In the beginning of the growing season, grapes are high in acid and low in sugar. As the weather gets warmer and (in most places) sunnier...
- the grapes ripen
- the acidity levels drop
- the sugar levels rise
Because of this, the winemaker's decision of when to harvest is of utmost importance! There needs to be...
- enough sugar to ferment the grape juice into alcohol/wine
- enough acid to remain present in the final wine to balance the wine and provide structure
Remember when we talked about acidity levels dropping as grapes ripen?
- The warmer the climate > the more a grape ripens > the higher the sugar content > the lower the acid content
- If sugar and alcohol in grapes are an inverse correlation, then so is acid and alcohol levels in the final wine.
- Why? Sugar transforms into alcohol during fermentation.
Which wine is most acidic?
Lots of 'em! But typically white and rose wines have the highest acidity levels.

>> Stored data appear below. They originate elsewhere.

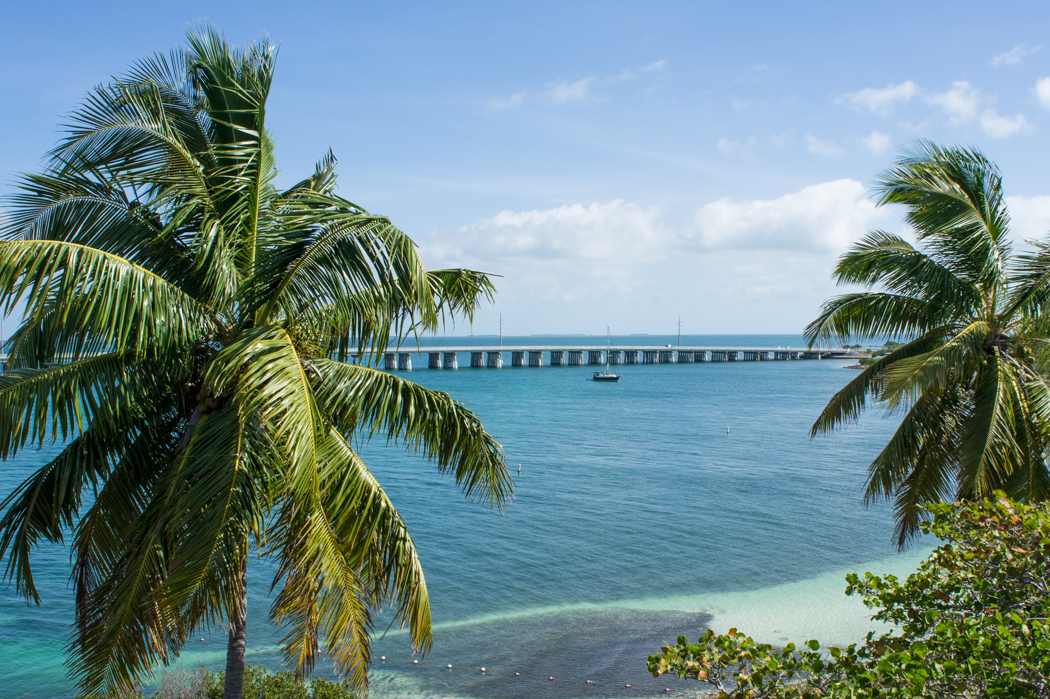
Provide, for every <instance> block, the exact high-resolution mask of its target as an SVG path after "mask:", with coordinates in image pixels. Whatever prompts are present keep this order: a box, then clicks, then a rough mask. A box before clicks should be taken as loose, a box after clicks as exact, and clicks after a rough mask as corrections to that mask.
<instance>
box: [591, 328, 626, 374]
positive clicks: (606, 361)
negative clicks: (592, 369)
mask: <svg viewBox="0 0 1050 699" xmlns="http://www.w3.org/2000/svg"><path fill="white" fill-rule="evenodd" d="M605 333H606V335H607V336H608V343H609V344H608V346H609V350H612V335H610V334H609V329H608V327H606V329H605ZM609 350H606V351H605V370H604V372H594V376H592V377H591V381H619V375H618V374H613V373H612V370H611V369H610V367H609Z"/></svg>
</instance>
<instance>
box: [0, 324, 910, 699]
mask: <svg viewBox="0 0 1050 699" xmlns="http://www.w3.org/2000/svg"><path fill="white" fill-rule="evenodd" d="M604 340H605V338H604V337H589V338H579V337H577V338H572V337H567V336H558V337H527V338H521V337H519V338H510V337H505V338H503V342H504V344H507V345H510V344H565V345H566V346H568V345H571V344H589V345H594V344H604ZM438 342H439V341H436V340H433V339H430V340H426V341H425V343H426V344H433V343H438ZM470 342H471V339H470V338H455V339H445V340H443V343H444V344H446V345H448V344H457V345H463V344H468V343H470ZM472 342H474V343H476V344H495V343H496V341H495V338H488V337H476V338H472ZM613 342H614V343H623V344H626V343H630V344H639V345H640V344H646V345H650V344H651V345H661V344H667V343H677V338H675V337H670V336H668V337H664V336H630V337H614V338H613ZM682 344H686V345H699V344H709V345H720V346H730V345H734V344H740V345H744V344H747V345H752V346H769V347H776V346H801V345H802V339H801V337H798V336H702V337H701V336H689V337H682ZM424 357H425V355H424ZM464 359H465V357H464V358H461V360H460V367H461V368H460V369H459V370H456V372H453V370H443V369H442V370H432V369H427V368H425V366H426V362H425V360H424V361H419V358H414V362H413V363H414V366H415V367H416V369H415V370H413V372H412V373H411V375H408V374H406V373H400V376H411V378H412V380H414V381H418V382H419V383H421V384H423V385H425V386H428V387H432V388H435V389H439V390H445V391H448V393H450V394H453V395H454V396H455V397H457V398H458V399H459V400H461V401H463V402H464V403H466V404H467V405H468V406H469V407H470V408H471V409H472V410H475V411H476V412H477V414H478V415H479V416H480V417H481V419H482V420H483V422H484V424H485V426H486V428H487V429H488V430H489V432H491V433H492V435H493V436H495V437H496V438H497V439H498V440H499V441H500V442H501V443H502V444H503V445H504V447H505V449H506V456H507V463H508V466H509V467H510V470H511V473H512V474H513V476H514V482H516V486H514V488H516V493H514V497H513V500H512V501H511V502H510V503H509V504H508V506H507V507H506V509H505V511H503V512H502V513H501V512H498V511H493V510H491V509H489V508H487V507H486V506H482V505H478V504H476V503H469V502H466V501H464V499H463V496H462V494H461V493H460V492H459V491H458V490H457V488H456V485H455V483H454V482H453V480H451V479H450V478H445V476H441V475H440V474H439V473H438V472H437V469H436V468H435V467H434V466H432V465H429V464H427V463H426V462H425V461H423V460H421V459H420V458H418V457H416V456H414V454H412V453H408V452H406V451H404V450H403V449H401V448H399V447H396V446H388V445H386V443H385V441H383V440H379V439H377V440H374V441H373V442H372V443H369V444H363V445H361V447H360V452H361V454H362V457H363V458H364V460H365V463H367V464H369V465H370V467H371V468H372V470H373V472H374V473H375V474H376V476H377V478H378V479H379V481H380V483H382V485H383V487H384V488H385V489H386V491H387V493H388V494H390V496H391V499H392V500H393V502H394V503H395V505H396V506H397V508H398V510H399V511H400V512H401V514H402V516H403V517H404V520H405V522H406V523H407V525H408V528H409V531H411V533H412V535H413V537H414V541H415V543H416V546H417V548H418V550H419V553H420V557H421V560H422V565H423V568H424V571H425V574H426V579H427V585H428V589H429V594H430V603H432V607H433V616H434V624H435V631H434V649H433V651H432V652H430V653H429V654H428V655H427V656H426V657H425V658H422V659H421V660H420V662H419V663H418V664H414V663H413V662H412V660H413V657H412V655H411V648H409V644H408V641H407V638H406V636H405V634H404V633H402V632H400V631H398V630H397V629H390V630H386V628H385V626H383V627H381V628H380V629H378V631H377V636H378V637H377V640H376V644H375V649H374V659H375V666H374V669H373V672H372V690H371V696H373V697H376V698H394V697H404V698H422V697H435V698H436V697H464V698H466V697H478V698H486V697H522V698H525V697H552V698H553V697H613V696H617V697H618V696H654V695H656V694H659V695H661V696H669V695H670V696H677V695H681V696H687V695H689V693H690V692H693V691H695V690H696V684H695V682H694V683H692V684H690V683H687V682H686V681H685V680H677V679H675V678H658V679H654V678H652V677H650V676H649V675H648V673H647V671H646V665H645V658H646V657H647V656H648V655H649V654H651V653H654V652H656V651H658V649H659V645H660V644H661V643H663V642H666V641H670V642H673V641H674V640H675V639H676V638H677V636H679V635H686V636H688V637H690V638H695V637H696V636H697V635H699V634H700V633H702V632H703V630H705V629H707V628H713V629H715V630H716V631H726V630H728V629H729V628H731V627H736V628H738V629H739V630H740V631H742V632H744V633H748V634H751V635H752V636H754V637H755V638H756V639H757V640H761V641H768V642H775V643H782V642H785V641H786V640H794V641H796V642H798V641H801V640H805V639H808V638H818V639H820V640H822V641H823V642H825V643H837V644H844V643H848V642H854V641H858V640H861V639H863V636H864V634H865V633H866V632H867V631H868V630H871V629H875V626H874V624H873V623H871V622H870V621H869V619H868V616H869V614H870V612H869V611H868V610H866V609H865V608H864V606H863V605H862V603H861V600H859V599H856V598H847V597H845V595H844V594H843V590H844V588H845V581H844V579H843V577H844V575H845V574H846V573H847V572H849V571H864V570H870V571H873V572H876V573H886V572H892V573H895V574H898V575H903V574H907V573H908V572H909V571H911V570H913V569H915V567H916V566H917V565H918V563H919V560H921V558H922V557H924V555H925V554H926V553H927V552H928V551H929V548H930V544H929V543H928V542H921V543H920V544H918V545H917V546H915V547H912V548H911V549H910V550H908V551H906V552H904V553H903V554H898V553H897V552H896V551H895V548H894V546H892V541H891V537H892V521H891V514H892V512H891V507H890V505H889V504H880V505H877V506H873V507H868V508H865V507H864V506H863V505H862V503H861V489H862V486H863V483H864V479H865V474H866V467H867V464H868V463H869V462H870V461H871V459H873V458H874V457H875V456H876V454H877V453H878V451H879V449H880V448H881V447H882V445H884V444H885V442H886V440H887V439H888V438H889V436H890V435H891V432H892V430H894V428H895V427H896V421H895V420H892V419H886V418H884V417H883V416H882V415H881V412H879V411H877V410H869V411H868V412H867V414H866V415H865V416H864V417H863V419H862V420H861V422H860V424H858V425H856V426H852V427H849V428H847V429H845V430H843V431H841V432H838V433H835V435H832V436H827V437H819V438H817V439H810V436H808V428H810V425H811V424H812V423H813V421H814V419H815V418H816V416H817V415H818V412H819V411H820V409H821V408H822V407H823V405H824V404H825V403H826V401H827V399H828V398H829V397H831V396H832V395H833V394H834V393H835V391H836V390H838V389H839V388H841V387H842V386H843V385H844V384H845V383H846V382H847V381H848V380H849V379H852V378H853V377H854V376H856V374H855V372H854V370H853V369H847V368H845V365H846V363H847V362H842V361H779V362H773V361H770V362H747V363H743V362H738V363H737V362H734V363H705V364H685V365H629V366H621V367H618V369H617V370H618V372H619V373H621V374H622V375H623V378H622V379H621V381H619V382H618V383H612V384H604V383H595V382H592V381H589V378H590V375H591V373H592V370H593V368H594V367H589V366H579V367H568V366H566V367H544V368H526V367H519V368H511V367H509V366H508V365H505V366H504V367H503V368H501V369H482V368H475V369H471V368H463V367H464V365H466V366H468V365H469V362H468V361H464ZM507 364H509V361H508V362H507ZM421 367H422V368H421ZM60 446H61V445H48V446H46V447H44V448H43V449H41V450H40V451H34V452H25V453H23V454H21V456H19V457H18V458H17V459H16V460H14V461H12V462H8V463H5V464H3V465H0V493H2V494H6V493H7V492H9V491H10V490H12V489H13V488H14V487H15V486H16V485H17V484H18V483H20V482H21V481H22V480H23V479H24V478H25V476H26V475H27V474H28V473H29V472H31V471H33V470H34V469H36V468H39V467H40V466H41V465H42V464H44V463H46V461H47V460H48V459H49V458H51V457H53V456H54V454H55V453H56V452H57V451H58V450H59V448H60ZM519 464H520V465H521V473H520V474H519V473H518V466H519ZM36 575H37V578H38V584H39V585H40V587H41V589H42V594H43V598H44V599H43V603H42V605H41V606H40V607H36V606H27V605H26V603H25V601H24V600H21V599H20V598H18V597H17V596H16V594H15V591H14V588H12V587H6V588H0V658H2V659H3V662H2V663H0V679H2V680H3V686H4V687H5V691H4V693H3V694H4V695H5V696H10V697H40V698H51V697H71V696H74V695H72V686H71V684H70V683H69V682H68V680H67V679H66V677H65V669H64V664H63V662H64V647H65V644H66V642H67V641H68V638H69V634H70V626H69V624H70V622H71V621H72V613H71V603H72V592H71V590H70V589H69V587H68V577H69V562H68V554H67V552H66V551H65V550H64V549H62V548H61V547H45V548H43V549H41V550H40V552H39V554H38V557H37V563H36ZM249 575H250V579H251V581H250V621H249V631H248V645H249V662H252V663H258V664H265V665H267V666H269V668H272V669H275V670H276V669H279V668H280V666H281V662H280V658H279V654H278V653H277V650H276V643H277V640H278V639H279V637H280V630H278V629H274V628H272V627H270V626H269V624H268V623H267V622H266V620H265V617H266V612H267V609H268V606H269V602H270V597H269V586H270V582H271V575H272V569H271V568H270V567H269V565H268V564H267V563H266V562H255V563H253V565H252V566H251V567H250V569H249ZM202 638H203V639H204V640H199V639H202ZM381 656H385V658H386V660H381V659H380V657H381ZM182 663H183V664H187V665H193V664H196V663H204V664H206V665H208V666H210V668H213V669H220V668H222V666H223V665H224V663H225V635H224V634H223V633H222V632H220V631H219V630H211V631H208V630H205V631H202V632H201V633H199V634H196V635H195V636H194V640H193V641H191V643H190V645H189V647H188V648H187V650H186V652H185V654H184V658H183V660H182ZM448 664H451V665H453V670H450V671H449V670H448V669H447V665H448ZM483 666H484V668H485V670H486V672H484V673H482V672H481V671H480V669H481V668H483ZM319 672H321V673H325V672H329V670H328V669H324V668H321V669H319ZM551 677H552V678H554V679H553V680H551V679H549V678H551ZM588 680H590V682H591V683H589V684H588V683H587V681H588ZM626 685H630V686H629V687H628V686H626ZM668 690H670V692H668Z"/></svg>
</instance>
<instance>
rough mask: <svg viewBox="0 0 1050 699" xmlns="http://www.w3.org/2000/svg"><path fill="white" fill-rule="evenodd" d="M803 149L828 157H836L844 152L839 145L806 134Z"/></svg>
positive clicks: (816, 153) (816, 137)
mask: <svg viewBox="0 0 1050 699" xmlns="http://www.w3.org/2000/svg"><path fill="white" fill-rule="evenodd" d="M805 149H806V150H807V151H810V152H811V153H813V154H814V155H827V156H828V157H837V156H839V155H841V154H843V153H844V152H846V151H845V149H843V148H842V147H841V146H837V145H835V144H834V143H832V142H831V141H824V140H822V139H818V137H817V136H815V135H808V134H807V135H806V136H805Z"/></svg>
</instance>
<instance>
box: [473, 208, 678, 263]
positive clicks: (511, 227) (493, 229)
mask: <svg viewBox="0 0 1050 699" xmlns="http://www.w3.org/2000/svg"><path fill="white" fill-rule="evenodd" d="M661 231H663V223H661V221H660V218H659V210H658V209H656V208H652V207H648V208H647V207H640V206H638V205H636V204H630V203H626V202H624V200H622V199H613V200H612V202H609V203H607V204H597V203H594V204H591V205H589V206H584V205H582V204H572V205H565V206H561V207H558V208H554V209H544V210H539V209H537V210H532V211H521V212H516V211H501V212H500V213H498V214H496V215H495V216H492V217H491V218H485V219H483V220H480V221H478V223H477V224H474V225H472V226H467V227H464V228H462V229H460V232H459V235H458V236H457V237H458V238H459V239H460V240H461V241H468V246H467V247H466V248H464V250H465V251H467V252H469V254H470V255H471V256H481V257H499V258H513V259H532V260H554V259H575V260H580V259H591V260H597V259H603V258H607V257H615V256H619V255H624V254H627V253H630V254H632V255H636V254H639V253H643V252H644V251H645V250H646V249H648V248H650V247H651V246H652V245H653V243H654V242H655V241H656V240H657V239H658V238H659V237H660V235H661Z"/></svg>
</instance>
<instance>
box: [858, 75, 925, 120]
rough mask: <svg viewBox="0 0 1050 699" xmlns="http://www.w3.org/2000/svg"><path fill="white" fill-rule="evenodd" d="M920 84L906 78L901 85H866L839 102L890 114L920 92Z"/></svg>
mask: <svg viewBox="0 0 1050 699" xmlns="http://www.w3.org/2000/svg"><path fill="white" fill-rule="evenodd" d="M919 92H920V89H919V86H918V85H916V84H915V83H913V82H911V81H910V80H905V81H904V82H903V83H901V84H899V85H892V84H890V85H886V86H885V87H865V88H864V89H862V90H860V91H858V92H849V93H847V94H843V96H842V97H841V98H839V99H838V102H840V103H843V104H847V105H849V106H850V107H853V108H854V109H856V110H857V111H863V110H867V111H870V112H874V113H877V114H884V115H885V114H888V113H890V112H891V111H892V110H894V108H895V107H897V105H899V104H907V103H908V102H910V101H911V98H913V97H916V96H917V94H919Z"/></svg>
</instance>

Grape varieties known for their high acidity levels:
- Sauvignon Blanc
- Melon de Bourgogne
- Gruner Veltliner
Cool climate regions known for high-acid wines:
- Champagne, France
- Chablis, France
- Muscadet, France
- Mosel, Germany
- Marlborough, New Zealand
- Willamette Valley, Oregon
- Trentino-Alto Adige, Italy
- Okanagan Valley, Canada
- Itata Valley, Chile
- Bio Bio Valley, Chile
- Patagonia, Argentina
How does acidity affect flavor?
High-acid wines taste crisp and tart on the palate, while low-acid wines taste richer and feel more round and silky.
Quintessential examples of these polar opposites are:
- High-Acid = New Zealand Sauvignon Blanc
- Low-Acid = California (especially Napa) Chardonnay
Acidity balances out fruitiness and sweetness. Think about the harmony of lemon juice (acid) and sugar (sweetness) in lemonade. This is why there are some off-dry or even "sweet" Champagnes and German Rieslings out there that you don't even notice have Residual Sugar in them! The acidity masks/harmonizes the sugar.
Why is wine acidic?
Because grapes naturally contain acid!
How to taste acidity in wine.
It tastes tart... think of biting into a lemon or lime! Acidity makes your mouth water, particularly on the sides of your tongue. It's that refreshing sensation that makes you want to take another sip!